There was not a difference between the values of PaO2 in the CBDL and Sham groups while PaCO2 and pH in the CBDL group were less than that in the Sham group. This could be caused by cirrhosis-induced hyperventilation [66]. On the other hand, low PaO2 in the CBDL+ PPVL group may be linked to a diffusion impairment [66]. Furthermore, a low PaO2/FIO2 ratio in the CBDL+PPVL group is verifying the injury of the blood gas barrier in the severe liver dysfunction. In both HPS and POPH, low PaO2 and low saturation of hemoglobin with oxygen have been reported [6, 7, 67-69]. On the other hand, low PaO2 may lead to pulmonary vasoconstriction and explain increased RVSP in the CBDL+PPVL group (Table 2).
The plasma concentration of MDA in the CBDL group was more than those in the sham and PPVL groups. Other investigators also have expressed that oxidants increase and antioxidants decrease in liver cirrhosis [6, 70]. ROS may be involved in HPV [71]. Therefore, the disruption of HPV in the CBDL groups may imply that the pulmonary vasculatures were already maximally stimulated by the observed oxidative stress before hypoxia maneuver. High level of ROS may also lead to vascular remodeling and promots the pulmonary hypertension [71] which needs to be investigated in the long term (Table 2). High levels of NO metabolites and MDA in both CBDL groups, suggests the productions of large amounts of NO and ROS. The combination of NO and ROS produces the peroxynitrite, a potent vasoconstrictor oxidant which increases the pulmonary vascular resistance and pulmonary artery pressure [72]. In addition, it can be speculated that a part of the inhibitory response to hypoxia is related to the increase in NO production. There are inconsistent results regarding the NO production in the patients with liver diseases or animal models of cirrhosis. For instance, a few studies have shown that NO production increases in human cirrhosis [73, 74], and NO plays a role in the regulation of pulmonary vascular tone in the animal model of cirrhosis [32]. In contrary, NO synthase inhibitor protein increases, thereby, NO production decreases in the cirrhotic patients [6, 75]. However, we measured the plasma NO metabolites which could release from different sources in the body tissues. Furtheremore, high level of NO can be partly linked to high estradiol level in the CBDL groups [76].

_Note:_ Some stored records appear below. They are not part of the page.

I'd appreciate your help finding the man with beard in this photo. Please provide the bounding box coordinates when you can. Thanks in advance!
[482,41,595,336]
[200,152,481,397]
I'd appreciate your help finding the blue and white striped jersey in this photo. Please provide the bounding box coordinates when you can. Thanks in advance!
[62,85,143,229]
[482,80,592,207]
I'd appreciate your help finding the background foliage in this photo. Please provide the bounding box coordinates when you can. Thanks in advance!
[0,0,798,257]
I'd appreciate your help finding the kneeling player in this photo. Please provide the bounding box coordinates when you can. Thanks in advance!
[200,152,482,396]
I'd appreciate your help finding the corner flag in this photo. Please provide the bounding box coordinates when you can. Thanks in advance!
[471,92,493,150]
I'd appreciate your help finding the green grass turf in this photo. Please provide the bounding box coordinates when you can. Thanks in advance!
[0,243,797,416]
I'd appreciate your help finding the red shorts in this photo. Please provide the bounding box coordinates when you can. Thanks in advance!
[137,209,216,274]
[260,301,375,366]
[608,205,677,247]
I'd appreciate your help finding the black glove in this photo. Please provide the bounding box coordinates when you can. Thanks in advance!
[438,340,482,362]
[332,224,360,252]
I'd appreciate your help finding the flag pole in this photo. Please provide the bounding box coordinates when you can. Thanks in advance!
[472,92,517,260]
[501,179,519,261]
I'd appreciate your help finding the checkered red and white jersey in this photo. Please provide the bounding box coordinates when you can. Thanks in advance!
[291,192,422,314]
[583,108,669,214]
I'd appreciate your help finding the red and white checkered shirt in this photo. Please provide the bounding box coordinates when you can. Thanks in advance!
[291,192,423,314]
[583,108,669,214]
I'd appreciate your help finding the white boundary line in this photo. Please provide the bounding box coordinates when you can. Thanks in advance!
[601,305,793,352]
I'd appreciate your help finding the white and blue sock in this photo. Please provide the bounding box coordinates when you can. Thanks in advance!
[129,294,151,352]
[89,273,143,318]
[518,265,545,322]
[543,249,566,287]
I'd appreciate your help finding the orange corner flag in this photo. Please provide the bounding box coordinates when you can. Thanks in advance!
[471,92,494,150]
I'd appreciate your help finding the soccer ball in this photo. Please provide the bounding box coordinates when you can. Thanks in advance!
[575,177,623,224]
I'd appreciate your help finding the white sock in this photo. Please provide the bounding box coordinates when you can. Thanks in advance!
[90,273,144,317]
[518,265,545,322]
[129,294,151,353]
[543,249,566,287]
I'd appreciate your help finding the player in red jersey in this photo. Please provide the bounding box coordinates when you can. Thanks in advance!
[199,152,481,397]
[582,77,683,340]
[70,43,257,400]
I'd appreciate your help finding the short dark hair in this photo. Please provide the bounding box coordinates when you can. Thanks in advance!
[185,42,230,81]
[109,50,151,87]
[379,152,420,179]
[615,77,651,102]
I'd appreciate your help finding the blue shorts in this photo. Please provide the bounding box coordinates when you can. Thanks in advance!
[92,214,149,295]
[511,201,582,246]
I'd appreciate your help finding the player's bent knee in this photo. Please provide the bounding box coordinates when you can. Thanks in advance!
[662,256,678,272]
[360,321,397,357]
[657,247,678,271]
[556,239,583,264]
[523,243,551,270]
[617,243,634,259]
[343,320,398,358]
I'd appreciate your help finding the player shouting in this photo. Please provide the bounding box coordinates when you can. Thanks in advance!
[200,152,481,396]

The platelet level and RVSP in the CBDL+PPVL group was lower than those in the other groups. It has been indicated that platelet level is linked to pulmonary hypertension and the rate of survival [77, 78]. On the other hand, the level of metaloproteinase decreases in the patients with liver cirrhosis. This enzyme regulates the Von Willberand factor size and platelet adhesive activity. Then, the reduction of the enzymes may lead to platelet deposition in afferent pulmonary vessels [79]. Furthermore, thrombocytopenia in cirrhosis may be caused by the reduction of hematopoietic growth factor thrombopoietin activity in the liver or platelet sequestration in the spleen [80]. All above possibilities may increase the chance for thrombosis formation and pulmonary hypertension [81]. Therefore, it can be assumed that at least a part of increased RVSP is caused by low platelet level in the CBDL+PPVL group (Table 2).